Aruna Shanbaug: Brain-damaged India nurse dies 42 years after rape


An Indian nurse who spent 42 years in a persistent vegetative state after being raped and strangled has died. Aruna Shanbaug was left with severe brain damage and paralysed after the 1973 attack by a ward attendant in the Mumbai hospital where she worked.

She was fed through the nose to keep her alive but developed pneumonia six days ago, the hospital said. Her case sparked a debate about India’s euthanasia laws. The Supreme Court had rejected a plea to allow her to die.

“Ms Shanbaug died at 08:30am on Monday. She was admitted to the intensive care unit and put on ventilator support,” a spokesman at Mumbai’s KEM hospital said.

Ms Shanbaug was 25 years old when she was sodomised by a KEM hospital cleaner who strangled her with metal chains and left her to die on 27 November 1973.

She survived, but spent the rest of her life in hospital, force fed twice a day. “My broken, battered baby bird finally flew away. And she gave India a passive euthanasia law before doing so,” journalist and author Pinki Virani, who wrote Aruna’s Story, a book on the nurse’s plight said

There is an outpouring of sympathy for Aruna Shanbaug on Twitter. Many feel that she “should have been allowed to go much earlier”. Most Twitter users also agree that the absence of the “right to die” in India’s legal system compounded her misery.

One Twitter user says Shanbaug’s case “represents everything that is wrong with India’s society”.

Others highlight that she was brutally raped and then had to live in a vegetative state for 42 years because several campaigns in support of euthanasia “just fell on deaf years”.

Some say that her ordeal “will always shame India”, while others are hopeful that her story will once again reignite the debate on euthanasia.


Ms Virani filed the case which was rejected by the Supreme Court in 2011. She had argued that Ms Shanbaug was “virtually a dead person” and should be allowed to die.

Ms Shanbaug’s parents died many years ago and other relatives had not maintained contact with her, Ms Virani said.

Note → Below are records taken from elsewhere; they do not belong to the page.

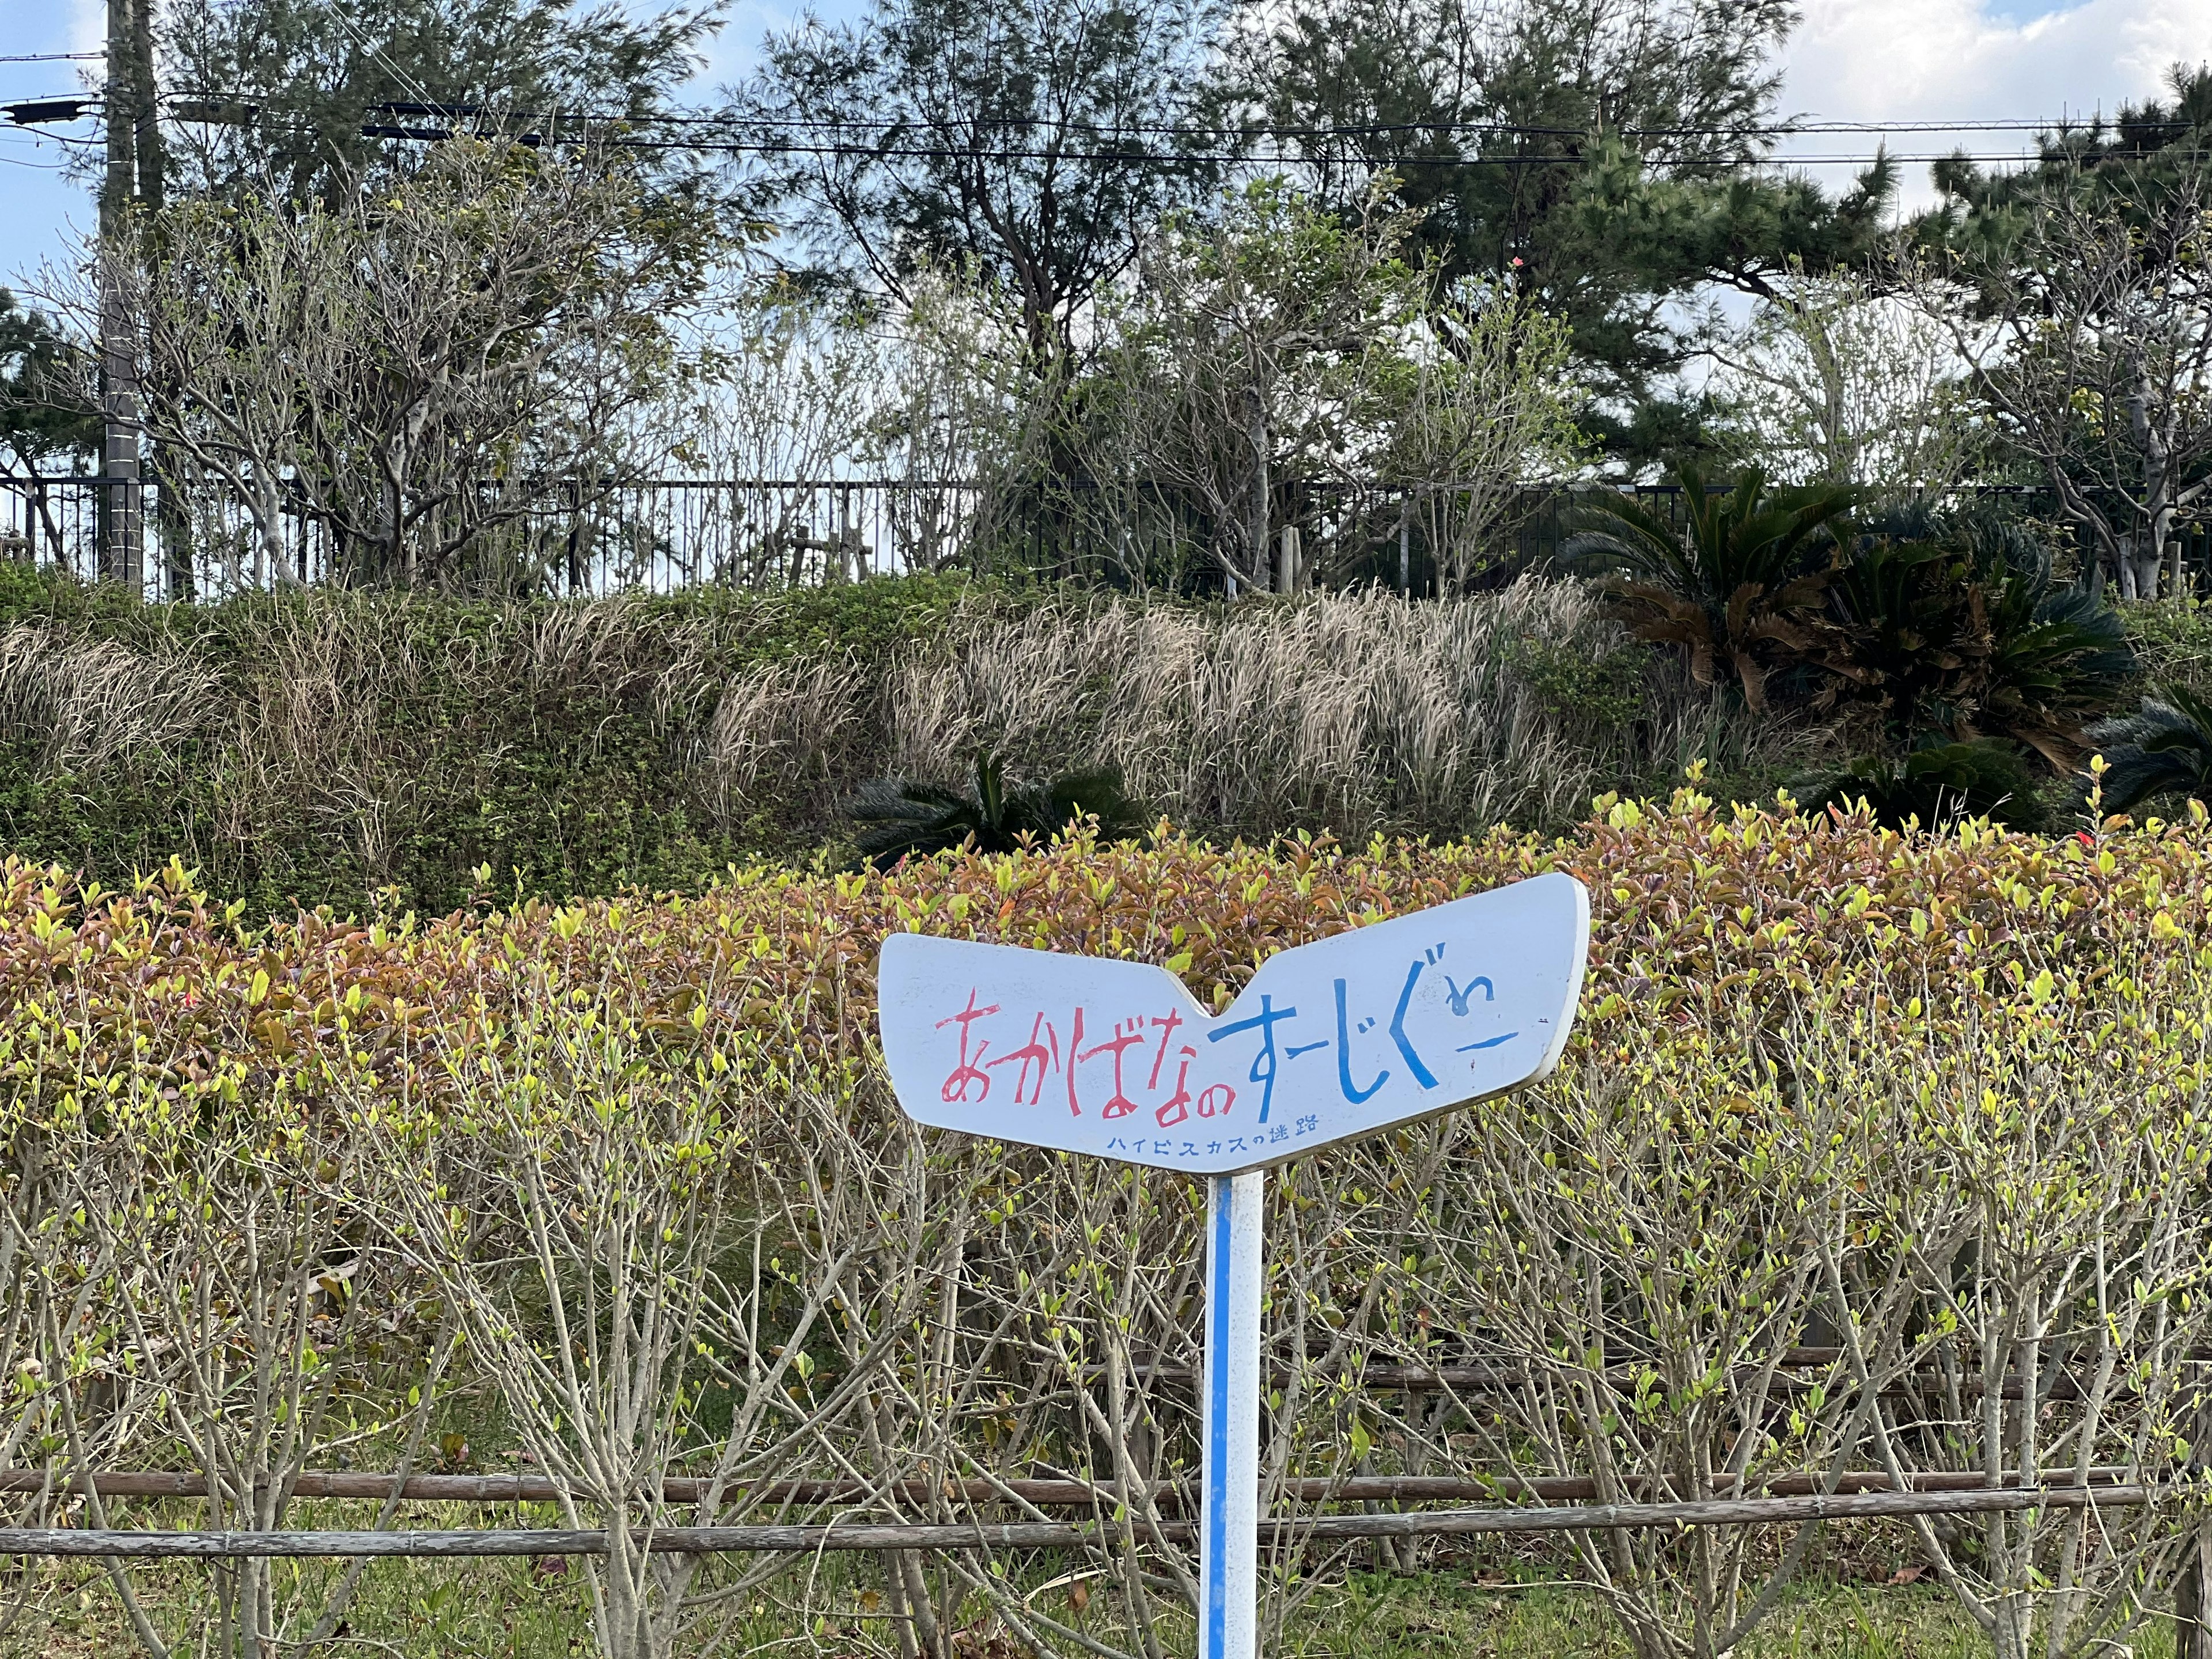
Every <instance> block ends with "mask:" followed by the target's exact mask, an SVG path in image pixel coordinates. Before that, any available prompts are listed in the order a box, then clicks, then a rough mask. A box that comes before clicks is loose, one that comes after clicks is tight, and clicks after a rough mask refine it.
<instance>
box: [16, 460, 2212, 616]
mask: <svg viewBox="0 0 2212 1659" xmlns="http://www.w3.org/2000/svg"><path fill="white" fill-rule="evenodd" d="M124 489H131V491H133V500H135V504H137V509H139V515H142V524H144V588H146V597H153V599H170V597H188V595H190V597H223V595H228V593H241V591H265V588H274V586H285V584H294V582H299V584H316V582H334V580H338V582H363V580H378V575H376V571H374V568H365V564H363V557H361V551H358V549H347V546H345V544H343V540H341V538H338V535H334V533H332V529H330V524H327V522H323V520H321V518H316V513H314V511H312V509H307V504H305V500H303V498H301V500H285V502H281V504H279V515H276V522H274V526H263V524H259V522H257V520H254V515H252V513H248V509H246V504H243V502H241V500H239V498H237V495H232V493H228V491H223V489H217V487H195V489H190V491H186V489H177V491H168V495H164V491H161V487H159V484H153V482H148V484H128V487H124V484H119V482H111V480H104V478H95V476H46V478H24V476H0V557H11V560H22V562H33V564H38V566H49V568H60V571H69V573H71V575H75V577H80V580H95V577H100V575H102V568H104V566H102V522H104V513H108V511H113V507H115V502H119V500H122V498H124ZM1632 493H1635V495H1637V498H1639V500H1644V502H1646V504H1648V507H1652V509H1657V511H1661V513H1663V515H1666V518H1670V520H1672V522H1679V518H1681V493H1679V489H1674V487H1672V484H1650V487H1637V489H1635V491H1632ZM1971 493H1975V495H1982V498H1989V495H1995V498H2002V500H2006V502H2008V507H2011V511H2017V513H2026V515H2035V518H2055V509H2053V504H2051V500H2048V495H2046V493H2044V491H2031V489H2011V487H2000V489H1975V491H1971ZM1279 502H1281V504H1279V511H1276V520H1279V524H1281V526H1283V529H1292V531H1296V546H1298V568H1301V573H1303V577H1305V580H1307V582H1318V584H1323V586H1365V584H1380V586H1389V588H1398V591H1402V593H1411V595H1431V593H1436V591H1438V580H1440V573H1442V564H1444V562H1447V557H1460V571H1462V582H1471V584H1473V586H1491V584H1504V582H1511V580H1513V577H1515V575H1520V573H1522V571H1531V568H1548V566H1553V564H1555V560H1557V555H1559V549H1562V546H1564V542H1566V540H1568V538H1571V535H1573V529H1575V513H1577V491H1571V489H1526V491H1522V493H1520V498H1517V500H1515V502H1513V504H1511V507H1509V511H1506V513H1504V526H1502V529H1500V531H1498V533H1493V535H1491V538H1489V542H1486V544H1484V546H1482V549H1480V557H1475V560H1473V562H1469V560H1467V551H1464V546H1462V544H1464V513H1467V511H1469V500H1467V498H1464V493H1455V491H1451V489H1418V491H1407V489H1380V487H1376V489H1360V487H1347V484H1294V487H1290V489H1285V491H1281V495H1279ZM1210 531H1212V526H1210V524H1208V522H1203V515H1199V513H1194V511H1190V509H1186V507H1183V504H1179V502H1175V500H1164V498H1144V500H1139V502H1137V504H1133V507H1128V504H1124V507H1119V509H1117V511H1108V509H1106V507H1104V504H1099V502H1097V500H1088V498H1084V495H1079V493H1071V491H1031V493H1011V491H1004V489H993V487H984V484H975V482H927V480H883V478H841V480H790V478H787V480H714V478H655V480H626V482H602V480H568V482H560V484H553V487H546V489H542V491H538V493H533V495H526V498H522V500H520V502H518V500H515V498H513V493H511V491H509V493H504V495H502V502H500V513H498V515H495V520H493V522H491V524H489V526H487V529H482V531H480V533H476V535H473V538H471V542H469V546H467V549H465V557H462V560H458V562H456V564H453V566H449V568H445V571H440V573H438V577H436V580H442V582H449V584H458V586H467V588H473V591H500V593H553V595H562V593H580V595H588V593H615V591H653V593H670V591H684V588H697V586H708V584H719V586H739V588H794V586H818V584H825V582H845V580H860V577H869V575H902V573H911V571H947V568H967V571H1020V573H1029V575H1037V577H1064V580H1088V582H1099V584H1106V586H1137V584H1146V586H1170V588H1183V591H1219V588H1221V584H1223V577H1221V568H1219V566H1217V564H1214V562H1212V557H1210V555H1208V551H1206V549H1208V544H1210ZM1453 549H1458V553H1453ZM2183 557H2185V566H2188V571H2190V575H2192V586H2208V575H2212V524H2192V526H2185V529H2183Z"/></svg>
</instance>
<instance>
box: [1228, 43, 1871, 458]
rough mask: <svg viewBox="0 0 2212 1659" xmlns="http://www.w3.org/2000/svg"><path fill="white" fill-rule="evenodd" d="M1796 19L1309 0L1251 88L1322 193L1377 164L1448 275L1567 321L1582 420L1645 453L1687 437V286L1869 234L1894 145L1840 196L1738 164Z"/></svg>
mask: <svg viewBox="0 0 2212 1659" xmlns="http://www.w3.org/2000/svg"><path fill="white" fill-rule="evenodd" d="M1792 18H1794V13H1792V11H1790V7H1787V4H1783V2H1781V0H1752V2H1750V4H1736V2H1730V0H1573V2H1571V4H1564V7H1562V4H1533V2H1528V0H1506V2H1504V4H1498V7H1473V4H1469V2H1467V0H1409V2H1402V0H1301V2H1298V4H1296V7H1292V9H1290V13H1287V15H1285V18H1283V22H1281V24H1276V27H1274V29H1272V31H1267V33H1265V42H1263V44H1261V46H1259V49H1256V51H1254V53H1252V55H1250V58H1248V64H1245V84H1248V86H1250V93H1252V100H1254V104H1256V106H1259V108H1261V111H1263V119H1265V124H1267V126H1270V128H1272V131H1274V133H1276V139H1279V142H1281V144H1283V146H1287V148H1292V150H1294V153H1296V155H1301V157H1303V164H1305V177H1307V181H1310V184H1312V188H1314V192H1316V197H1318V199H1321V201H1325V204H1329V206H1336V208H1338V210H1352V204H1356V201H1358V199H1360V197H1363V192H1365V190H1369V188H1371V184H1374V181H1376V179H1378V177H1385V175H1387V177H1391V179H1394V181H1396V184H1394V186H1391V197H1389V199H1391V204H1394V206H1407V208H1416V210H1420V212H1422V215H1425V217H1422V221H1420V232H1418V241H1420V246H1422V248H1425V250H1427V252H1431V254H1433V257H1436V259H1438V261H1440V263H1442V270H1444V274H1447V276H1484V279H1489V281H1495V283H1504V285H1511V288H1513V290H1515V292H1517V294H1520V296H1522V299H1526V301H1533V303H1540V305H1542V307H1544V310H1546V312H1551V314H1555V316H1562V319H1564V321H1566V323H1568V325H1571V330H1573V341H1575V354H1577V363H1579V367H1582V374H1584V378H1586V407H1584V411H1582V420H1584V427H1586V429H1590V431H1593V434H1601V436H1604V438H1606V442H1608V445H1613V447H1615V449H1617V451H1621V453H1624V456H1626V458H1630V460H1641V458H1648V456H1655V453H1661V451H1668V449H1674V447H1681V445H1686V442H1694V440H1697V420H1694V407H1692V405H1688V403H1681V400H1677V398H1672V396H1670V394H1666V392H1663V389H1661V385H1663V380H1666V376H1670V374H1672V372H1674V369H1679V367H1681V365H1683V363H1686V361H1690V356H1692V354H1694V349H1697V347H1699V343H1701V341H1703V338H1705V334H1708V332H1710V319H1703V316H1699V314H1694V310H1690V312H1686V307H1683V305H1681V303H1679V301H1681V299H1683V296H1686V294H1692V292H1697V290H1699V288H1705V285H1714V283H1719V285H1725V288H1734V290H1739V292H1747V294H1756V296H1772V294H1774V292H1776V288H1778V283H1783V281H1785V279H1787V276H1790V274H1792V272H1794V270H1796V268H1803V270H1812V272H1825V270H1829V268H1834V265H1847V263H1856V261H1863V259H1867V257H1869V254H1871V252H1874V248H1876V243H1878V237H1880V230H1882V223H1880V221H1882V212H1885V210H1887V206H1889V197H1891V192H1893V186H1896V170H1893V168H1891V166H1889V164H1887V161H1885V164H1878V166H1874V168H1871V170H1867V173H1865V175H1863V177H1860V179H1858V181H1856V184H1854V186H1851V188H1849V190H1847V192H1843V195H1840V197H1827V195H1825V192H1823V190H1820V188H1818V186H1814V184H1812V181H1807V179H1798V177H1776V175H1767V173H1754V170H1750V168H1752V166H1754V164H1759V161H1763V159H1765V157H1767V155H1770V153H1772V131H1774V108H1772V106H1774V93H1776V86H1778V77H1776V73H1774V71H1772V66H1770V64H1772V55H1774V51H1776V49H1778V46H1781V42H1783V38H1785V35H1787V29H1790V22H1792Z"/></svg>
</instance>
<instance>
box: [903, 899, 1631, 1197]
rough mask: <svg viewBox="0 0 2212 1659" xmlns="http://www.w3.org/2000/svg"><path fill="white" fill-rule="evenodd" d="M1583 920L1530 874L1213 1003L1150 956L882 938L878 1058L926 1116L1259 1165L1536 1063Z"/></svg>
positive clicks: (1280, 974)
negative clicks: (1152, 965) (882, 1026)
mask: <svg viewBox="0 0 2212 1659" xmlns="http://www.w3.org/2000/svg"><path fill="white" fill-rule="evenodd" d="M1588 933H1590V900H1588V894H1584V889H1582V883H1579V880H1575V878H1573V876H1562V874H1553V876H1537V878H1533V880H1524V883H1515V885H1511V887H1500V889H1495V891H1486V894H1473V896H1471V898H1458V900H1453V902H1449V905H1436V907H1433V909H1422V911H1413V914H1409V916H1396V918H1391V920H1387V922H1374V925H1369V927H1356V929H1352V931H1347V933H1338V936H1334V938H1325V940H1316V942H1314V945H1301V947H1296V949H1290V951H1283V953H1279V956H1272V958H1267V960H1265V962H1261V967H1259V971H1256V973H1254V975H1252V982H1250V984H1248V987H1245V989H1243V993H1241V995H1239V998H1237V1000H1234V1002H1232V1004H1230V1006H1228V1011H1225V1013H1221V1015H1219V1018H1214V1015H1210V1013H1206V1011H1203V1009H1201V1006H1199V1004H1197V1002H1194V1000H1192V998H1190V991H1186V989H1183V982H1181V980H1177V978H1175V975H1172V973H1168V969H1161V967H1150V964H1146V962H1119V960H1108V958H1095V956H1060V953H1053V951H1024V949H1018V947H1011V945H978V942H971V940H949V938H931V936H925V933H894V936H891V938H887V940H885V942H883V958H880V962H878V1015H880V1022H883V1055H885V1062H887V1064H889V1071H891V1088H894V1091H896V1095H898V1104H900V1106H902V1108H905V1110H907V1115H909V1117H914V1119H918V1121H922V1124H933V1126H938V1128H958V1130H967V1133H969V1135H989V1137H993V1139H1002V1141H1022V1144H1029V1146H1055V1148H1062V1150H1068V1152H1086V1155H1091V1157H1110V1159H1124V1161H1128V1164H1152V1166H1157V1168H1168V1170H1188V1172H1190V1175H1232V1172H1239V1170H1259V1168H1267V1166H1270V1164H1283V1161H1285V1159H1292V1157H1303V1155H1305V1152H1314V1150H1318V1148H1323V1146H1329V1144H1334V1141H1343V1139H1349V1137H1354V1135H1367V1133H1371V1130H1378V1128H1385V1126H1389V1124H1402V1121H1409V1119H1416V1117H1429V1115H1433V1113H1442V1110H1449V1108H1453V1106H1464V1104H1467V1102H1475V1099H1486V1097H1489V1095H1502V1093H1506V1091H1513V1088H1520V1086H1524V1084H1531V1082H1535V1079H1537V1077H1544V1075H1546V1073H1548V1071H1551V1068H1553V1066H1555V1064H1559V1053H1562V1048H1564V1046H1566V1033H1568V1026H1571V1024H1573V1018H1575V1000H1577V998H1579V993H1582V964H1584V956H1586V953H1588Z"/></svg>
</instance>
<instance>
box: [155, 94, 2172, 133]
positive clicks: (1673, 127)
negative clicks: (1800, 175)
mask: <svg viewBox="0 0 2212 1659" xmlns="http://www.w3.org/2000/svg"><path fill="white" fill-rule="evenodd" d="M416 91H422V88H420V86H416ZM164 100H166V102H195V104H199V102H226V104H234V106H243V108H254V95H252V93H243V91H175V93H164ZM367 108H372V111H387V113H394V115H429V117H451V119H478V122H480V119H491V122H531V124H555V126H557V124H586V126H591V124H599V126H726V128H745V131H754V133H765V131H790V133H801V131H803V133H898V131H907V128H918V126H925V124H922V122H909V119H896V117H845V115H814V117H805V115H739V113H730V111H624V113H591V111H557V108H555V111H495V108H487V106H482V104H438V102H429V100H425V102H407V104H400V102H380V104H369V106H367ZM942 126H960V128H964V131H978V133H984V131H1026V133H1086V135H1091V137H1104V139H1119V137H1194V139H1208V137H1212V139H1223V137H1225V139H1254V137H1274V139H1285V137H1318V139H1329V137H1398V135H1447V133H1460V135H1478V137H1482V135H1489V137H1590V135H1593V131H1590V128H1588V126H1535V124H1524V122H1347V124H1329V126H1290V124H1274V122H1245V124H1237V126H1194V124H1144V122H1084V119H1066V117H1011V115H1009V117H991V119H973V122H945V124H942ZM2190 126H2192V122H2188V119H2179V117H2177V119H2154V122H2130V124H2128V128H2130V131H2185V128H2190ZM1610 131H1613V133H1615V135H1619V137H1728V139H1787V137H1807V135H1843V133H1858V135H1885V133H2057V135H2084V137H2088V135H2090V133H2093V131H2104V133H2115V131H2119V128H2117V126H2110V124H2104V122H2097V124H2093V126H2090V124H2081V122H2077V119H2073V117H2055V119H2046V117H2017V115H2006V117H1995V119H1986V122H1975V119H1947V122H1767V124H1734V126H1617V128H1610Z"/></svg>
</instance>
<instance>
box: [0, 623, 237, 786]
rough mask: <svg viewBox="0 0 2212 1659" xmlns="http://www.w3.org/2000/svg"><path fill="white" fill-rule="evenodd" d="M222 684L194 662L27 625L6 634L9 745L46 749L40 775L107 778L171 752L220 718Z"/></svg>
mask: <svg viewBox="0 0 2212 1659" xmlns="http://www.w3.org/2000/svg"><path fill="white" fill-rule="evenodd" d="M215 690H217V679H215V675H212V672H208V670H206V668H201V666H199V664H197V661H195V659H192V657H190V655H188V653H184V655H175V657H142V655H137V653H135V650H131V648H126V646H122V644H117V641H113V639H71V637H69V635H66V633H62V630H58V628H42V626H33V624H20V626H13V628H9V630H7V633H0V737H7V739H18V741H20V739H29V741H33V743H38V752H40V772H42V774H46V776H53V774H58V772H86V774H88V772H100V770H104V768H108V765H113V763H117V761H124V759H131V757H135V754H144V752H150V750H166V748H173V745H175V743H181V741H184V739H186V737H190V734H192V732H195V730H197V728H199V726H201V723H204V721H206V719H208V714H212V712H215V708H212V697H215Z"/></svg>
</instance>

She wanted the court to issue instructions to the hospital to stop feeding Ms Shanbaug.

But hospital authorities told the court that Ms Shanbaug “accepts food… and responds by facial expressions” and responds to “commands intermittently by making sounds”.

Doctors say patients in a vegetative state are awake, not in a coma, but have no awareness because of severe brain damage.

Lawyer Shekhar Nafade, who represented Ms Virani in the Supreme Court said that he felt “relieved for Aruna”.

Ms Shanbaug’s attacker, Sohanlal Bharta Walmiki, was not even charged for raping her since sodomy was not considered rape under Indian laws at the time.

He was freed after serving a seven-year-sentence for robbery and attempted murder.